Obviously operations such as these will kill and wound many civilians as well as insurgents. Air attacks in densely populated areas such as these highrises show the disregard for Iraqi civilian casualties by the occupiers. The article also illustrates the increasing role of civilian contractors with the shooting down of a Blackwater helicopter. This is part of the increasing for profit aspect of warfare. Private contractors even provide security for the president of Afghanistan, US contractors of course!
U.S. helicopters strike high-rises in Baghdad By Ross Colvin and Ahmed Rasheed
21 minutes ago
BAGHDAD (Reuters) - U.S. helicopters attacked gunmen holed up inside high-rise buildings in Baghdad on Wednesday in what the U.S. military said was an operation to regain control of a major street cutting through the heart of the city.
U.S. armored vehicles firing their heavy machine guns joined the day-long battle between U.S. and Iraqi forces and militants in Haifa Street, U.S. military spokesman Major Steven Lamb told Reuters.
He said U.S. troops also fired mortars after coming under machinegun, mortar and rocket-propelled grenade attack during the operation to restore Iraqi security control of the Sunni insurgent stronghold, which lies within 2 km of the Green Zone, the heavily fortified compound housing Iraq's government.

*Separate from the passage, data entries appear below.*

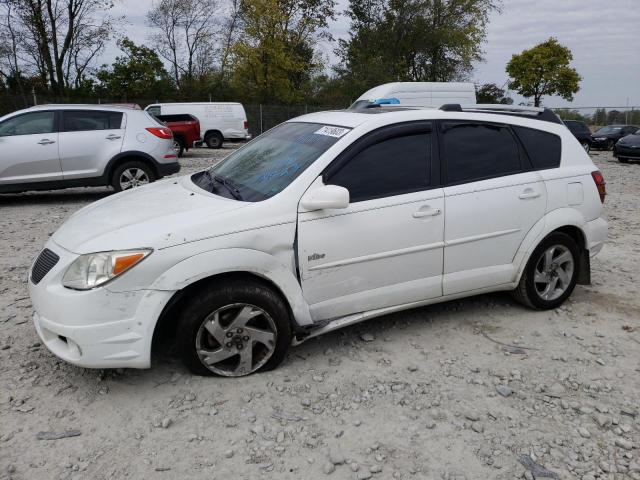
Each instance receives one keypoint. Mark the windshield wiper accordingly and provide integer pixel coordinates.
(233, 190)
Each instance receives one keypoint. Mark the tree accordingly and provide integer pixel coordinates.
(186, 36)
(138, 73)
(544, 70)
(275, 58)
(491, 93)
(412, 40)
(59, 39)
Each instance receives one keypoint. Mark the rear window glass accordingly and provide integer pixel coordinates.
(544, 148)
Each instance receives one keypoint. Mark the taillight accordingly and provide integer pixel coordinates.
(600, 184)
(161, 132)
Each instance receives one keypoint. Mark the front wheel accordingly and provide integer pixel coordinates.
(131, 175)
(551, 273)
(234, 329)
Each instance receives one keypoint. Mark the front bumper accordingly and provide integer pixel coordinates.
(95, 328)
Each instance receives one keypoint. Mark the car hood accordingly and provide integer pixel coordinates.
(150, 216)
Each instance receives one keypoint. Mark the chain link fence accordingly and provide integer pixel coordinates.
(262, 117)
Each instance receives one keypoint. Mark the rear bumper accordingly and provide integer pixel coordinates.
(165, 169)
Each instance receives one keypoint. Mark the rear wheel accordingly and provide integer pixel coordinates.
(178, 147)
(131, 175)
(551, 273)
(213, 140)
(234, 329)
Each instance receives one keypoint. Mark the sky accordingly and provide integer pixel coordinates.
(604, 36)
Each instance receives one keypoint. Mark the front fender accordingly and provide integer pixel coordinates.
(230, 260)
(553, 220)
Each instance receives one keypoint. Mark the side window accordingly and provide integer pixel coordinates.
(28, 124)
(85, 120)
(476, 151)
(390, 167)
(544, 148)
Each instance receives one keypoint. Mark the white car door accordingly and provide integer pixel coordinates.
(492, 200)
(88, 140)
(29, 148)
(386, 247)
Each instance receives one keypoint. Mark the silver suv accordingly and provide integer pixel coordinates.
(59, 146)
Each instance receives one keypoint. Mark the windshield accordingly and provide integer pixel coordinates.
(268, 164)
(605, 130)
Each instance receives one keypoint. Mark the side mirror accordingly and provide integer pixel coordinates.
(326, 196)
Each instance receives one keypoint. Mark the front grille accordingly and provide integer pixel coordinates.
(45, 262)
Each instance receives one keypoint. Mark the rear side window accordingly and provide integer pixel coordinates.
(86, 120)
(476, 151)
(390, 167)
(544, 148)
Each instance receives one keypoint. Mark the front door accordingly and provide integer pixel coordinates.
(88, 140)
(492, 200)
(29, 149)
(386, 247)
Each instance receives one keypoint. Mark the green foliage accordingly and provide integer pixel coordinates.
(412, 40)
(136, 74)
(491, 93)
(275, 59)
(544, 70)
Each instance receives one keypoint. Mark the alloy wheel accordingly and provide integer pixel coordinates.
(133, 177)
(236, 340)
(554, 272)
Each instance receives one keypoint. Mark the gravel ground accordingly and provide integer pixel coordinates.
(432, 393)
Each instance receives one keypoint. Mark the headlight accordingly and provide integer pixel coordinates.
(94, 269)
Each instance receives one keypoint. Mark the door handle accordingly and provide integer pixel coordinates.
(528, 193)
(427, 213)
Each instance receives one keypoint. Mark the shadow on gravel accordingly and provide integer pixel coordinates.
(53, 197)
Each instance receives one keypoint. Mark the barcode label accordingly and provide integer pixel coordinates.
(336, 132)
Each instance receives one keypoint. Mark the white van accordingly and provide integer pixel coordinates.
(219, 121)
(418, 94)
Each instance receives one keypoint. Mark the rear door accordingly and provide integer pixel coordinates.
(29, 148)
(88, 140)
(493, 198)
(386, 247)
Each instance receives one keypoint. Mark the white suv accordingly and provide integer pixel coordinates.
(323, 221)
(59, 146)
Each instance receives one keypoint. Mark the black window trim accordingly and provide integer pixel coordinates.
(56, 121)
(385, 133)
(525, 162)
(61, 114)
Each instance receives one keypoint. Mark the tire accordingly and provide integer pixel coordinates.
(240, 317)
(528, 291)
(139, 173)
(213, 140)
(178, 146)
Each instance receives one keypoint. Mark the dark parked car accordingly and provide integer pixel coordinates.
(628, 148)
(606, 137)
(581, 132)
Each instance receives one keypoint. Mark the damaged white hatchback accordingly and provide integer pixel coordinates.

"A lot has been coming from high-rise buildings. We are firing at terrorists in those buildings," Lamb said.
The battle came a day after President Bush told a joint session of the U.S. Congress in his annual State of the Union address that America dared not fail in Iraq and called on lawmakers to support his plan to send more troops.
Lamb had no details on casualties, but the Iraqi Defense Ministry said at least two terrorists had been killed and 11 suspects detained. A local resident said he had counted six bodies, all men, one of whom had a rifle lying next to him.
A local journalist said he helped transport 37 wounded people to hospital, including women and children, in three ambulances that managed to get through the security cordon.
Haifa Street, a long thoroughfare of high-rise buildings built by Saddam Hussein in the early 1980s, runs along the west bank of the Tigris River that cuts through the capital.
While the area was too dangerous for journalists to venture into, helicopters could be seen circling overhead amid the repetitive thud of mortar fire. U.S. and Iraqi forces said they killed more than 100 militants there earlier this month.
The Iraqi government said then the area was riddled with "terrorist hideouts" and said it had captured many foreign Arab fighters linked to al Qaeda in the operation two weeks ago.
The U.S. military said Wednesday's mission was "not an operation designed solely to target Sunni insurgents, but rather aimed at rapidly isolating all active insurgents and gaining control of this key central Baghdad location."
Battling growing Sunni-Shi'ite violence, Shi'ite Prime Minister Nuri al-Maliki has announced a major security plan for Baghdad, vowing to crack down on violence on all sides. But his aides stress it has not yet started.
Bush has said he is sending 21,500 more troops to Iraq, most to bolster the new crackdown, despite fierce opposition from Democrats who now control Congress, resistance within his own party and public skepticism.
"On this day, at this hour, it is still within our power to shape the outcome of the battle. Let us find our resolve, and turn events toward victory," Bush told Congress.
The U.S. military said two U.S. Marines were killed in combat on Tuesday in western Anbar region, heartland of the Sunni insurgency, where Bush plans to send 4,500 fresh troops.
HAIFA STREET
In Wednesday's Haifa Street operation, the U.S. military said "direct, indirect and air support fire assets were used in support of troops in contact from high rise buildings."
Two residents told Reuters they saw a large armored force of U.S. and Iraqi troops enter Haifa Street at 6 a.m. (0300 GMT). They said the shooting had died down by late afternoon.
The Muslim Scholars Association, a leading Sunni clerics group, condemned the raid as part of "a campaign of genocide" against Sunnis and said a number of buildings had been damaged and people killed.
Security sources said a helicopter owned by Blackwater, a U.S. security company, that crashed in the area on Tuesday was forced down after the pilot was shot dead.
Three others on board the aircraft, which had been guarding a diplomatic convoy on the ground, may have been shot on landing, they said, although other reports suggested they died when the aircraft crashed. A fifth person on a second Blackwater helicopter was also shot dead.
U.S. ambassador Zalmay Khalilzad paid his condolences to the security contractors, who helped protect U.S. embassy personnel, saying he had known them personally.
Gunmen opened fire on the motorcade of Iraq's higher education minister, Abd Dhiab al-Ajili, on a highway in southern Baghdad on Wednesday, killing one of his guards and seriously wounding another, the minister told Reuters.